Elle l’aime tellement, son Gony, qu’elle s’est tatouée son nom sur le poignet droit. Sur le gauche, Angelina (le prénom a été modifié) a fait inscrire son propre diminutif, « Angie ». L’encre est encore fraîche, sa peau rougie par les piqûres de l’aiguille. L’adoles­cente, 16 ou 17 ans au plus, partage fièrement le résultat sur le réseau social TikTok, à grand renfort d’émojis cœur : « Tiamo amore mio. » La jeune fille a la beauté des stars de télé-réalité : blondeur artificielle, rouge à lèvres vif, sourcils teints au pinceau.

Sa vie défile sur TikTok dans une farandole de vidéos, sur fond de chants d’amour bosniens dégoulinants de mélancolie. Angie en vacances à Barcelone, fumant le narguilé. Angie avec sa petite sœur, complices. Angie devant la tour Eiffel avec son Gony, petit brun au visage poupin et à la moustache aussi fine qu’un duvet. Angie avec une liasse de billets de banque. Angie dans une grosse cylindrée lancée à 240 km/h sur l’autoroute. Angie avec un homme affichant un pistolet à la ceinture. Angie avec un autre, goguenard, brandissant deux marteaux comme on montre des armes prêtes à frapper…

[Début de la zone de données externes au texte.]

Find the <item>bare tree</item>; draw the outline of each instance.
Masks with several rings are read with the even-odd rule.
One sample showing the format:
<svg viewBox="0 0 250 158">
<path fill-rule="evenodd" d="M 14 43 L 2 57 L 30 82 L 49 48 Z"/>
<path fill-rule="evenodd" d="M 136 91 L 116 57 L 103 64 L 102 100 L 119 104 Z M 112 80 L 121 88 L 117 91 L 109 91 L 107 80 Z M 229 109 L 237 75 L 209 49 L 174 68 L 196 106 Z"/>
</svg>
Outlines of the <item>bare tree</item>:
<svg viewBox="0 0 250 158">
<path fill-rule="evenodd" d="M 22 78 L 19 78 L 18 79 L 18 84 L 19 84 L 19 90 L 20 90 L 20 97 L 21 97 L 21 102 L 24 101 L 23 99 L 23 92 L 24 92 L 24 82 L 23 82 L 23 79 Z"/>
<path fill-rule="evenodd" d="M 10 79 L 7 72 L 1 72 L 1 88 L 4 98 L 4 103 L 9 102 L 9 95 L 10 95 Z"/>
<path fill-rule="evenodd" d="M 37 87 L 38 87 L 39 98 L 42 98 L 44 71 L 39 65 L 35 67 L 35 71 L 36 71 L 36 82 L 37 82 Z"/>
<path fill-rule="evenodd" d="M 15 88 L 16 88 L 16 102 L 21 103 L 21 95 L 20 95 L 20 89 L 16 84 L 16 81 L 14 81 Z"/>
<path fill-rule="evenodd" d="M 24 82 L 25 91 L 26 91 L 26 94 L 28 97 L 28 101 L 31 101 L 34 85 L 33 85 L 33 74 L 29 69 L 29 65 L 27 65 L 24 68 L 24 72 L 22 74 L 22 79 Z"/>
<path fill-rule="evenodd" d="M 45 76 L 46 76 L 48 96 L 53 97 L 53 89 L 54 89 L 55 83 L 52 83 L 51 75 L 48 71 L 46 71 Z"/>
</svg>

Angelina n’est pas une adolescente comme les autres. Elle ne va pas au lycée. Dans sa famille, personne n’est scolarisé. Les H., un clan d’origine bosniaque, portent d’autres ambitions pour leurs – nombreux – enfants : voler. Dans le métro parisien, le RER, à Disneyland Paris, à l’aéroport Roissy-Charles-de-Gaulle. Des touristes étrangers de préférence, qui font le plein d’argent liquide à leur arrivée en France. Une main glissée discrètement dans un sac, un voyageur collé d’un peu près pour accéder à son portefeuille, et hop ! les pickpockets disparaissent dès que se referment les portes de la rame.

Le plus souvent, les voleurs sont des voleuses, dont l’apparence apprêtée n’a rien à voir avec la carica­ture de la Rom véhiculée par certains. Com­ment mieux se fondre dans la masse qu’en ­ressemblant aux filles de son âge ? Les bons jours, le clan peut amasser jusqu’à 5 000 euros de « revenus ». Une vie facile et légère, en apparence, bien qu’en dehors des clous. Sur les vidéos, Angelina se départ rarement de sa ceinture Gucci. Mais les réseaux sociaux sont la vitrine d’un bonheur de pacotille.

Organisation tentaculaire

La réalité se lit plutôt dans les motifs de mise en examen prononcés, en mars, contre six responsables du clan de Roberto H., duquel dépend Angelina : « vol en bande organisée », « blanchiment », « association de malfaiteurs », « traite d’êtres humains »… Ce mois-là, le réseau était décapité par la brigade de protection des mineurs, à la suite d’une vague d’interpellations concluant deux années d’enquête. Juste à temps pour que la fête des Jeux olympiques, qui a vu défiler à Paris des milliers de visiteurs tout l’été, ne soit pas gâchée par des mains trop lestes.